ODOT already completed an environmental assessment for the I-5 project in early 2019. Based on that assessment, the FHWA concluded that the project would have no significant impact on the environment in November 2020 and the project rumbled forward, much to the disappointment of local environmental advocates.

Yet three Portland organizations—No More Freeways, Neighbors for Clean Air, and the Eliot Neighborhood Association—filed a lawsuit against the US Department of Transportation and FHWA in April 2021, claiming ODOT used inaccurate and misleading data in its environmental assessment, which obfuscated harmful environmental impacts of the freeway project. That lawsuit is still ongoing.

However, the I-5 project has changed significantly since the FHWA’s initial approval of the environmental review. The design now features a large dome-like cover over the freeway that reconnects the surrounding street grid. The cover, which will be stable enough to build at least three-story buildings on, is an attempt to return land to the Albina community—Portland’s historically Black neighborhood that was partially razed and bisected by the original construction of the I-5 corridor in the late 1950s and early 60s.

According to the FHWA, the changes are significant enough to warrant a new environmental assessment.

“In light of the findings of the re-evaluation, … I hereby rescind my approval of the [assessment] effective immediately,” Phillip Ditzler, the FHWA’s Oregon representative, wrote in a January 18 letter to ODOT. “I request that the additional analysis indicated in the re-evaluation be completed and provided so that the Federal Highway Administration can render an appropriate decision on the significance of the impacts based upon the new information.”

According to ODOT, updating the project’s environmental assessment won’t delay the project timeline.

“Updating the Environmental Assessment is an important step to advance the community’s preferred… highway cover design and is a step we anticipated and are excited to take,” said Rose Quarter project director Megan Channell in a media statement. “We can still begin construction on time in 2023, creating jobs we know are important to the community and providing congestion relief that is critical to commuters and our economy.”

ODOT spokesperson Tia Williams said ODOT aims to complete the updated environmental assessment by the end of December 2022. According to Williams, if the environmental assessment identifies a significant impact that can’t be avoided or mitigated, the FHWA would require the project complete an Environmental Impact Statement—a more rigorous environmental study of the project, which would delay the project timeline.

Environmental groups like No More Freeways, Neighbors for Clean Air, and Sunrise PDX want the project to undergo an Environmental Impact Statement and have repeatedly asked Governor Kate Brown to step in and mandate the more rigorous study.

"No More Freeways has said for a long time that ODOT has not meaningfully studied the disastrous impacts this proposed freeway expansion would have to our community,” said Aaron Brown, an organizer with No More Freeways. “We look forward to continuing to encourage Governor Kate Brown to demand that ODOT complete an Environmental Impact Statement that will study alternatives to freeway expansion.”

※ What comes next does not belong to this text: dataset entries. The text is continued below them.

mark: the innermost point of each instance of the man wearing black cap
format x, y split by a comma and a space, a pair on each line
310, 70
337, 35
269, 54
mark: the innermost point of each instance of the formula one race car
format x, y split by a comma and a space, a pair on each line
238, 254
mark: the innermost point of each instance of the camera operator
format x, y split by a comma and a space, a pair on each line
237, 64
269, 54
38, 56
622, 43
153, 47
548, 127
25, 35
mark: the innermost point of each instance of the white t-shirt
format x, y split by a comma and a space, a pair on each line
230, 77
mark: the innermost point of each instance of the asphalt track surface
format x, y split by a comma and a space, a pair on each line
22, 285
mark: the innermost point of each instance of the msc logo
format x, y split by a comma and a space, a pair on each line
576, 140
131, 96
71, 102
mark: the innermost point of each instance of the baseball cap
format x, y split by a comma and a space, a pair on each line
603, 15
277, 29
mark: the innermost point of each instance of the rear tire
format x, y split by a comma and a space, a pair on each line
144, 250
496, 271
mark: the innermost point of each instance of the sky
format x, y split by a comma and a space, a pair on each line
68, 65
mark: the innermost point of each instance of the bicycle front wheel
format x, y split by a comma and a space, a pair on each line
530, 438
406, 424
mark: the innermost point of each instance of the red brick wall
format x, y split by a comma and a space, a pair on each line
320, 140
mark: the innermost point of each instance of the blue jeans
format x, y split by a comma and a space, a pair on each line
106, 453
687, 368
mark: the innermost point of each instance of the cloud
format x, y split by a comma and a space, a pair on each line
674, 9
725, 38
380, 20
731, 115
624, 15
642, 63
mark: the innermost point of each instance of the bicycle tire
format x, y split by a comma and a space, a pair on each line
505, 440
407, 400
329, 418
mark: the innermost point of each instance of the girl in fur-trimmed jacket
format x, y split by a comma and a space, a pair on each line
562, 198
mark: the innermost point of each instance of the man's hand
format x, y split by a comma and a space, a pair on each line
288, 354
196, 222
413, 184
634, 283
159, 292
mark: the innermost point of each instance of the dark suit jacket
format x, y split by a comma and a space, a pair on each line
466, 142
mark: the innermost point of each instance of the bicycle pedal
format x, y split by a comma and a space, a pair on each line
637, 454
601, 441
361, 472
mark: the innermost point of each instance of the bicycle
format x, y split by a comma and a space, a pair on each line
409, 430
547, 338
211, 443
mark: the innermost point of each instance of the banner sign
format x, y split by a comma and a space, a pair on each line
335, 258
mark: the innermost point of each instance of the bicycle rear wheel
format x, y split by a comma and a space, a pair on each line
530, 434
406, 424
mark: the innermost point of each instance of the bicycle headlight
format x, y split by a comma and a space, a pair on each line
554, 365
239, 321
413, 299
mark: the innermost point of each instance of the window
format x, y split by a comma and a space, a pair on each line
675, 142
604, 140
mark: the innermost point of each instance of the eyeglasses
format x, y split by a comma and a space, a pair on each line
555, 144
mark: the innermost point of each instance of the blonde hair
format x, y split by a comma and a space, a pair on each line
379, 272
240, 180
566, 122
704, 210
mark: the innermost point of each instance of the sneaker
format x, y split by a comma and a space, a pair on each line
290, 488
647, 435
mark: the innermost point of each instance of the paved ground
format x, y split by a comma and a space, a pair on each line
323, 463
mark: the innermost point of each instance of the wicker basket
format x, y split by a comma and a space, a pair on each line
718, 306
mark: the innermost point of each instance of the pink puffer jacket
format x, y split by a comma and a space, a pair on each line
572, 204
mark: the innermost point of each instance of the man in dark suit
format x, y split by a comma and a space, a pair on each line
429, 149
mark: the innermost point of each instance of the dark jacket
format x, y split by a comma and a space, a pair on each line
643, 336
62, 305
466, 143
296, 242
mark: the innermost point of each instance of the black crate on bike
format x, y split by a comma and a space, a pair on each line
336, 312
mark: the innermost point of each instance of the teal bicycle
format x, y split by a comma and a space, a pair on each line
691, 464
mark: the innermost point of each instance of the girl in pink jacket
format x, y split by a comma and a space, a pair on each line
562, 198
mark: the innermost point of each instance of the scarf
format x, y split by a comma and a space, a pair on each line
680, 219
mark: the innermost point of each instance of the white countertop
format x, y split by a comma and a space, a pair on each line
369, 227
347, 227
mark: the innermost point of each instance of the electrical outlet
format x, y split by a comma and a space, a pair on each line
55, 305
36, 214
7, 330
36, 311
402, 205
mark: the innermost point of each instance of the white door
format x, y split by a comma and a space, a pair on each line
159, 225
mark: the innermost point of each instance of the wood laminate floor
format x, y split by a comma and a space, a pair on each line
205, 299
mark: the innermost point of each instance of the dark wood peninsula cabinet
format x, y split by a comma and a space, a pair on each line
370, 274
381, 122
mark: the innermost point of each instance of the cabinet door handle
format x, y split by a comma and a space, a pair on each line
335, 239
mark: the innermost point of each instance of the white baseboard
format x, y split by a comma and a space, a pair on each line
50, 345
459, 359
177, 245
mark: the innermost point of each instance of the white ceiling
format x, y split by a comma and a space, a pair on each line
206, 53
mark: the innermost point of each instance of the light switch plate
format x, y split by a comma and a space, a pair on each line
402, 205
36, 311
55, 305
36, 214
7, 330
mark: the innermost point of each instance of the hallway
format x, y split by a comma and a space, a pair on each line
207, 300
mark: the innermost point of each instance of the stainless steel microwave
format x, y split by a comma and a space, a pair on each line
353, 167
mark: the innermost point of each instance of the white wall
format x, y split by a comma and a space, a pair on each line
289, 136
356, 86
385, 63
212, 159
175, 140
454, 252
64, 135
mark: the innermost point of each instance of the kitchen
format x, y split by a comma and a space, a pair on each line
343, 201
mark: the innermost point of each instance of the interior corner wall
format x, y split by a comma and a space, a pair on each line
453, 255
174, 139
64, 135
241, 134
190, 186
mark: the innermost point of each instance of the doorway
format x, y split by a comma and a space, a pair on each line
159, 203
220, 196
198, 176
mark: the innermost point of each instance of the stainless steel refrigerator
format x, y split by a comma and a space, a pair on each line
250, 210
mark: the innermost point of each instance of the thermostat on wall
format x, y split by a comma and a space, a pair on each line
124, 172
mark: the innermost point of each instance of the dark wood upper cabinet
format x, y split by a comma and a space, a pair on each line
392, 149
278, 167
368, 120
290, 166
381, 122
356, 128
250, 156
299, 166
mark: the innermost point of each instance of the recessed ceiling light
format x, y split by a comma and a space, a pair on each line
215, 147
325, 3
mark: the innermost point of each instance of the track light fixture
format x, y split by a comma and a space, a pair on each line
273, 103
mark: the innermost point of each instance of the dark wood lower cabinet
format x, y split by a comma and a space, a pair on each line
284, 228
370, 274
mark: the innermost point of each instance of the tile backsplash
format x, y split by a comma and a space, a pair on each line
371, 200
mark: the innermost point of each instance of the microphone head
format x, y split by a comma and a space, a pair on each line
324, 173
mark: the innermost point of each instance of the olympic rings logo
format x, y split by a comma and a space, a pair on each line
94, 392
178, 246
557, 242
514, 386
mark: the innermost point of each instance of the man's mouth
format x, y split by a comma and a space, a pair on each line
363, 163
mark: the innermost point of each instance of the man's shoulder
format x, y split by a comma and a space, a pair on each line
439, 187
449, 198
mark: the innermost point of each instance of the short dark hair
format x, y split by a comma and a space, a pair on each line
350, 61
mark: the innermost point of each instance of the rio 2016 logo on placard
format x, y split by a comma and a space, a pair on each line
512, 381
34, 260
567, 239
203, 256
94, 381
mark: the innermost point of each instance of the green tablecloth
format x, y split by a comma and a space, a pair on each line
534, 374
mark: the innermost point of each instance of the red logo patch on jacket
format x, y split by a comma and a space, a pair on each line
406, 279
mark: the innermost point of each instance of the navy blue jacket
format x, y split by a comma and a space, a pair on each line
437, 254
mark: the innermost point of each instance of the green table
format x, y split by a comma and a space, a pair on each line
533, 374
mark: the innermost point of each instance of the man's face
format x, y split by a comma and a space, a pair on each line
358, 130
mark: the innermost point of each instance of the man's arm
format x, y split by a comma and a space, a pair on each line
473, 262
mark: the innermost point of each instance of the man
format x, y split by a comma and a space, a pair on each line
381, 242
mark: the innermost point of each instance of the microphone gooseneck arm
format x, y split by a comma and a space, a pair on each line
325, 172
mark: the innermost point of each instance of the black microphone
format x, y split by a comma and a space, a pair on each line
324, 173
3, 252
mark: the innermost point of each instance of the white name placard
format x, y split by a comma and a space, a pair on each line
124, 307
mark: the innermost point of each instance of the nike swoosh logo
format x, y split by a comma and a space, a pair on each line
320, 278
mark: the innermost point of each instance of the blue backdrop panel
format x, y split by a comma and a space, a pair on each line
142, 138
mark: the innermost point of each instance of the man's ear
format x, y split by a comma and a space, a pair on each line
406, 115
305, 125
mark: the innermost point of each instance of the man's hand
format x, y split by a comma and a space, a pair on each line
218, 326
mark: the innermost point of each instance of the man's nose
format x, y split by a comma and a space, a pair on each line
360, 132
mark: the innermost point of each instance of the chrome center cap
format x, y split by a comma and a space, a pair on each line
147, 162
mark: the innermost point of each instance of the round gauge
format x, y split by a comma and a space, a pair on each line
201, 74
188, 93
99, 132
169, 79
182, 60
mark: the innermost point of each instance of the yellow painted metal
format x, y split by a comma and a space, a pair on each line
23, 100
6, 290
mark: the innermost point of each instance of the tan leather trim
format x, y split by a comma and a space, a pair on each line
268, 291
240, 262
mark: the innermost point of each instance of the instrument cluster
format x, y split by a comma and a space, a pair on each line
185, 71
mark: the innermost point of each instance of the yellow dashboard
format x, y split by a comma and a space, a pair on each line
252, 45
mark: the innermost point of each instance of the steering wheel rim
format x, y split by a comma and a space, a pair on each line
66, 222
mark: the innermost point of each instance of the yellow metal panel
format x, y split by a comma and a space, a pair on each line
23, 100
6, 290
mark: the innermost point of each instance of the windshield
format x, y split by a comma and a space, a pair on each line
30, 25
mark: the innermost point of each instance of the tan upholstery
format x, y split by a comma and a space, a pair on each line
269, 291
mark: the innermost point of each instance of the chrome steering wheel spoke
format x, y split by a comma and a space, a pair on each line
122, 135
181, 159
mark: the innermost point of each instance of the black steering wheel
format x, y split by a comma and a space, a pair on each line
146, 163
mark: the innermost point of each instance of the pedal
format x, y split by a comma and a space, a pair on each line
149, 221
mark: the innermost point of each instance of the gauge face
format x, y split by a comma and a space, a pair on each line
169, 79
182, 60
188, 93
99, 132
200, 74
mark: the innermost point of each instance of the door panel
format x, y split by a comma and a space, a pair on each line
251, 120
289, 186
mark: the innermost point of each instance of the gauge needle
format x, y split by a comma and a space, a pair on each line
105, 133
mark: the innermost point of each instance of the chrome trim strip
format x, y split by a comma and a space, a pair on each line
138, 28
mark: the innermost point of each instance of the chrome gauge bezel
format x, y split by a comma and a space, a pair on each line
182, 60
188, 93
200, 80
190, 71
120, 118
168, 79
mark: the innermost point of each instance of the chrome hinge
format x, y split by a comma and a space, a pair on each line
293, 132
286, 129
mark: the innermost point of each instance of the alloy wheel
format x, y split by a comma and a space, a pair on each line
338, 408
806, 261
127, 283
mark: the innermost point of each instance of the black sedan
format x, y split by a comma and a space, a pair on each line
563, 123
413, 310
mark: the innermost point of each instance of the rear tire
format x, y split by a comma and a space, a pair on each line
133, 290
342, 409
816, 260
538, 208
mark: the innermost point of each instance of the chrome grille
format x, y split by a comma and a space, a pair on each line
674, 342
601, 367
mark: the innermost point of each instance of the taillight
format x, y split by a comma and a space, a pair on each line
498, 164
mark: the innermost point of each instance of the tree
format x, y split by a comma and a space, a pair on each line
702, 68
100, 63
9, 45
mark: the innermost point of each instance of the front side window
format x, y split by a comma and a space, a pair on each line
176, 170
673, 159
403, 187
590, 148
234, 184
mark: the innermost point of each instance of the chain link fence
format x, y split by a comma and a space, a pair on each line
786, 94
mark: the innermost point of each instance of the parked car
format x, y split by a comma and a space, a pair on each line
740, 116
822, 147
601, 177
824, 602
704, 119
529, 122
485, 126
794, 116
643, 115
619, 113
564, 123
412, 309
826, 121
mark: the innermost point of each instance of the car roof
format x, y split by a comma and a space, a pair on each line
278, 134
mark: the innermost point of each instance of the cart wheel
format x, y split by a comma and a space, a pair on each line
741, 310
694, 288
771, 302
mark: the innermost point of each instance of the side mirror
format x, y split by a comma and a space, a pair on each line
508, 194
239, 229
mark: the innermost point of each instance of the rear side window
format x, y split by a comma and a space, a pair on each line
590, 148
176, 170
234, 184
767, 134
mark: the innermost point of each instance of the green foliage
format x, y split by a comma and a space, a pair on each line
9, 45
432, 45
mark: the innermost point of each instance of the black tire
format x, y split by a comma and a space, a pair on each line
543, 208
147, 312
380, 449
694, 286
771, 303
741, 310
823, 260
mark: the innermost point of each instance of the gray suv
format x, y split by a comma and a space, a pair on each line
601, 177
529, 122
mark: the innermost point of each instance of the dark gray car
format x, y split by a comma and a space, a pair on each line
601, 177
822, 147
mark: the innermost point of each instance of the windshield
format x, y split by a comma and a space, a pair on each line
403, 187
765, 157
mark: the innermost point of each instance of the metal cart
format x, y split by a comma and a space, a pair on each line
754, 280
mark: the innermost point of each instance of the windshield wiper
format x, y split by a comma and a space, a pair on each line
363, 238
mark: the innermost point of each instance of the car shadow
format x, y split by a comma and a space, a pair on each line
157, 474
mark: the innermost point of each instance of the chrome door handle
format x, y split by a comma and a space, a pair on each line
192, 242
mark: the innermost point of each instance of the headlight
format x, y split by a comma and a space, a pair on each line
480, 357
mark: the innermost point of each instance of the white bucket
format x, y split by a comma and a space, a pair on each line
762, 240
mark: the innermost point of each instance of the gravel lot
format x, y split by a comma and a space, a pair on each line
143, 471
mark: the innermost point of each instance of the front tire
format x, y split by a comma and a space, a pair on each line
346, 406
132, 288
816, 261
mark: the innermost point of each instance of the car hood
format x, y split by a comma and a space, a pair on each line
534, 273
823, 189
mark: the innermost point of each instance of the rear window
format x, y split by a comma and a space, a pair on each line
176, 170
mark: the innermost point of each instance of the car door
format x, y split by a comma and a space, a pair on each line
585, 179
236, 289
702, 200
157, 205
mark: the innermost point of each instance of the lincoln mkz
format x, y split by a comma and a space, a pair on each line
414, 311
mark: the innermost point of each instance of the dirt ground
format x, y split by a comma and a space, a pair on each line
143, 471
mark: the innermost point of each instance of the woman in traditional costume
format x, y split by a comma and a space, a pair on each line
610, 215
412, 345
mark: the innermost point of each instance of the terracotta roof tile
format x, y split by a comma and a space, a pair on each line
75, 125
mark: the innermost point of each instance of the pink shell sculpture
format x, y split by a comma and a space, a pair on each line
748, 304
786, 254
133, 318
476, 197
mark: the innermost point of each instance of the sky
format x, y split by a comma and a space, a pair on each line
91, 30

No More Freeways has long advocated for ODOT to introduce congestion pricing—tolling at peak traffic hours to encourage carpooling or alternate travel times—to the I-5 corridor instead of adding additional travel lanes. Environmental advocates argue that building more lanes will cause induced demand—the observed phenomenon that when you build space for more cars, more cars will start using that space. ODOT has plans to toll the I-5 corridor starting in 2025, after construction to widen the freeway has already started.

"This decision gives ODOT, the Oregon Transportation Commission, the City of Portland and the Metro Council yet another chance to abandon the project and take a different approach to transportation for a better future," said Allan Rudwick, co-chair of the Eliot Neighborhood Association. "We remain concerned about this project disrupting our streets and discouraging development for years of construction before increasing traffic, congestion and pollution for future generations."